Paper SS1-MoM9
Tuning the Properties of Gold Atoms and Clusters on MgO by Film Thickness

Monday, October 15, 2007, 10:40 am, Room 608

The catalytic activity of Au clusters deposited on oxide supports is extensively studied in recent years. There is evidence that the charging of Au particles may play an important role in this respect. In particular, combined theoretical and experimental evidence shows that nucleation of Au clusters at point defects of MgO leads to a charging of the particles and this may be connected with the enhanced catalytic activity in low-temperature CO oxidation. According to theoretical calculations a similar charging is expected for Au deposits on very thin MgO films of a few monolayer.^1,2 In this contribution we present a low-temperature scanning tunneling microscopy investigation on the properties of gold atoms and clusters adsorbed on ultrathin MgO films grown on a Ag(001) single crystal surface. The gold adsorption was studied at 5-10 K using MgO films of different thickness to provide experimental evidence for the theoretically predicted charging of gold atoms and clusters on very thin films. The adsorption of Au on a 3 ML thin MgO film leads to a preferential ordering of Au atoms revealing a repulsive interaction between the Au atoms which is consistent with the expectation for charged atoms. On the contrary Pd atoms which are predicted to be neutral show a statistical nucleation behavior. In addition, it is found that the adsorption sites of Au atoms change when changing the thickness of the MgO film from 8 ML to 3 ML perfectly in line with the theoretical predictions.
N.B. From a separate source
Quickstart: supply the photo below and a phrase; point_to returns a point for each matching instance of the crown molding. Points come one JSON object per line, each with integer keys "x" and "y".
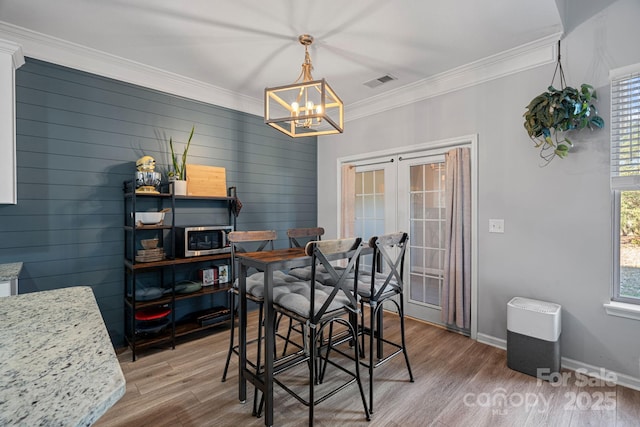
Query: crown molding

Whereas Au clusters on bulk MgO or thick films are expected to grow as 3-dimensional islands, their counterparts on thin MgO films are expected to from 2-dimensional islands. Annealing experiments of Au deposited at 5-10 K show that this crossover in dimensionality does exist for Au particles in the thickness range of 3 ML to 8 ML of the MgO films.

¹G. Pacchioni, L. Giordano, M. Baistrocchi, Phys. Rev. Lett. 94, 226104 (2005).
²D. Ricci, A. Bongiorno, G. Pacchioni, and U. Landman, Phys. Rev. Lett. 97,036106 (2006).